W.H.J. Slee approached the task by adroitly balancing the competing perspectives of mine managers, investors, and practical miners. Active in the field, on the surface and underground, he visited mining operations all about NSW, producing individual geological reports and annual mining activity reports of such value that they were reproduced in newspapers as a matter of course. As part of this role he proclaimed and named new mining fields. Apart from assessing mining prospects, he adjudicated in disputes and investigated mining accidents and disasters.
Slee used the gold mining town of Hill End as his headquarters in 1880, his annual report revealing that in one year alone he had travelled more than 6,000 miles (9,600 km) by horse and buggy throughout New South Wales and had inspected 52 tin mines, eight copper mines, and 197 quartz and 116 alluvial gold mines.

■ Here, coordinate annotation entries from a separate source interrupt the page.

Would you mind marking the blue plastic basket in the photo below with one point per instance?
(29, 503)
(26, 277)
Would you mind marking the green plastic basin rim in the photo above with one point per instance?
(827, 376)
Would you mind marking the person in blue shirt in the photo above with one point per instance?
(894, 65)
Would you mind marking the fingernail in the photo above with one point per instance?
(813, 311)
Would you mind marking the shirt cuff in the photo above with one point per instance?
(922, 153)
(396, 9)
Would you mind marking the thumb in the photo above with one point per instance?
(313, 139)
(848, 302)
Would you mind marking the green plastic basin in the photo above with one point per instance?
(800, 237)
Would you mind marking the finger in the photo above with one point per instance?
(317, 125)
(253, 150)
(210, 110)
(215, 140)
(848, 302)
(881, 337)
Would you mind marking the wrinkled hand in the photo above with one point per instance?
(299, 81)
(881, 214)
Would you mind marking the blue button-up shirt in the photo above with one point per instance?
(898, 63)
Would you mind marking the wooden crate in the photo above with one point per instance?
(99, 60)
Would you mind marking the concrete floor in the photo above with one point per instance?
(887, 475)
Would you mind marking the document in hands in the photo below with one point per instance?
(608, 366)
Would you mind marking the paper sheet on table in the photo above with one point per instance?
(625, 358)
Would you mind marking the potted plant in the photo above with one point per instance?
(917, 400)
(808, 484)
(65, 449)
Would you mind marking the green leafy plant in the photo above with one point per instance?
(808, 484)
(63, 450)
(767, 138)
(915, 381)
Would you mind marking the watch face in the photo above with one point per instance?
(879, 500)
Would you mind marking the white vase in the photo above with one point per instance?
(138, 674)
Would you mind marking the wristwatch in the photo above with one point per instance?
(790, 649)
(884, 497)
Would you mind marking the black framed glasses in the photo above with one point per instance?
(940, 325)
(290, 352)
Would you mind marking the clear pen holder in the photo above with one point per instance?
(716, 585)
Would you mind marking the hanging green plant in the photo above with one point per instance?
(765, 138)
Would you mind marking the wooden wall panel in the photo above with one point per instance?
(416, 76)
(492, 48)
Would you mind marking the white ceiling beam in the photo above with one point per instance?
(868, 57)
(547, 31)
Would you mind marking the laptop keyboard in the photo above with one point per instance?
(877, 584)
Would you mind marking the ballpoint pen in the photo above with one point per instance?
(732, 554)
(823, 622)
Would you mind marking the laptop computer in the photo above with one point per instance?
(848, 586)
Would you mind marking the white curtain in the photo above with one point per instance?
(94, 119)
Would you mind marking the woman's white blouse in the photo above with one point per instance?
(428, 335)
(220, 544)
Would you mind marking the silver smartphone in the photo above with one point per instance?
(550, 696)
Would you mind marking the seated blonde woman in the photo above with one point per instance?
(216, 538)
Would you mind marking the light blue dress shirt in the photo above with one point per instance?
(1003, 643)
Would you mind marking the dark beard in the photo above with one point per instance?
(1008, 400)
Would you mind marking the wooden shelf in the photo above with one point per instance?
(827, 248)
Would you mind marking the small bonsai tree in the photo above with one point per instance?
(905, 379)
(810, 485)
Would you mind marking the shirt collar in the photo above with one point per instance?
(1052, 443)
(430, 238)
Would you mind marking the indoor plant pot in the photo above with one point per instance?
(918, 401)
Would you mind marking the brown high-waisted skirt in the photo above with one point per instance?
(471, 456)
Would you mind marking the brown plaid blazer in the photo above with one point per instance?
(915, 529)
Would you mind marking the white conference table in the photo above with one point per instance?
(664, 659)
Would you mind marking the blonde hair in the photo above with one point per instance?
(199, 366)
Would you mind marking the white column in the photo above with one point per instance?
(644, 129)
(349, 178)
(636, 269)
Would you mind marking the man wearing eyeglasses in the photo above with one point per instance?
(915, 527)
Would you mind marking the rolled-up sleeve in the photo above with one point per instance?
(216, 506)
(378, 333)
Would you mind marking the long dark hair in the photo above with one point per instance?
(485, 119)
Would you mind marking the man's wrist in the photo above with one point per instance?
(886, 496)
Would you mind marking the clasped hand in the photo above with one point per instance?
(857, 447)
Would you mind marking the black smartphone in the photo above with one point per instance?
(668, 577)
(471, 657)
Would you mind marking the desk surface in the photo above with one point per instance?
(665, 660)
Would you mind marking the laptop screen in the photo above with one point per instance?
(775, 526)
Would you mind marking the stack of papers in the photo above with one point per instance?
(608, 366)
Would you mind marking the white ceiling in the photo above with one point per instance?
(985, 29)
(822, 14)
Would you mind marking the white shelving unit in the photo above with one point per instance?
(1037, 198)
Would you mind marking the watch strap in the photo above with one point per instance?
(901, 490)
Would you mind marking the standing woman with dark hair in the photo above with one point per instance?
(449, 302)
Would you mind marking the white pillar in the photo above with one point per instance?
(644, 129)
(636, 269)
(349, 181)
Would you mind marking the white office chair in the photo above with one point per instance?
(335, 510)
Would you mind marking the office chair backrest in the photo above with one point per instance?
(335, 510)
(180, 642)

When in 1880 the Milparinka, Mount Browne, and Tibooburra goldfields, known as the Albert Goldfield, opened up in remote western NSW, he was appointed Goldfields Warden and Mines Inspector, spending several years there, appointing assistant warden's clerks to the new mines at Silverton region, at the conclusion of which the people of these districts subscribed to present him with a gold watch and address in appreciation of his services.[3] The Linnean Society of NSW published his observations on Aboriginal customs in that region.
With increased use of diamond drills for mineral exploration and sourcing artesian water, he gained such expertise that in 1885 he was also appointed NSW Superintendent of Diamond Drills, a program that under his guidance made valuable developments, particularly as to engineering and public health. On 5 December 1888 he was elected a Fellow of the Geological Society, London.[4]
Mining accidents had decreased markedly as a result of his efforts, but there were still many tragedies, the worst being the Bulli coal mine disaster of 1887 that killed 81 men and boys. All through the mid-1880s an annual average of ten men died in New South Wales mines. Slee's 1888 annual report mentions twelve fatalities, eight in silver mining, two in gold mining, one each in copper mining and tin mining.
In 1890 he was appointed Chief Inspector of Mines for NSW, based in Sydney, with a staff that grew to nine mining inspectors.[5] By now he was a Justice of the Peace, as well as a member of the Prospecting Board. On 1 June 1896 he was additionally appointed Mining Warden for the entire colony of New South Wales, the first such appointment.[6] Commencing that same year, 1896, he actively advised and assisted several geological expeditions of The Royal Society that had been appointed to investigate coral reef structures by boring at Funafuti atoll.[7]
In 1899 newspapers reported that W.H.J. Slee was ill at his Sydney home suffering from chronic bronchitis. In August 1903, after 28 years of public service to the NSW mining industry, he was granted leave of absence so as to retire in August 1904.[8] W.H.J. Slee died at his home at Turramurra, on Sydney's North Shore, on 10 April 1907, aged 71.[9] His wife, Emma, died in 1929 in Manly. His major published works include Mineral Deposits, etc., in New South Wales, 1896. His numerous published reports on mining districts and the principal mines throughout NSW now form an important part of the historical record of those districts. Slee Street in Wyalong, Slee Street in Fifield, and Slee Street, in the now ghost town of Bobadah, are named after him.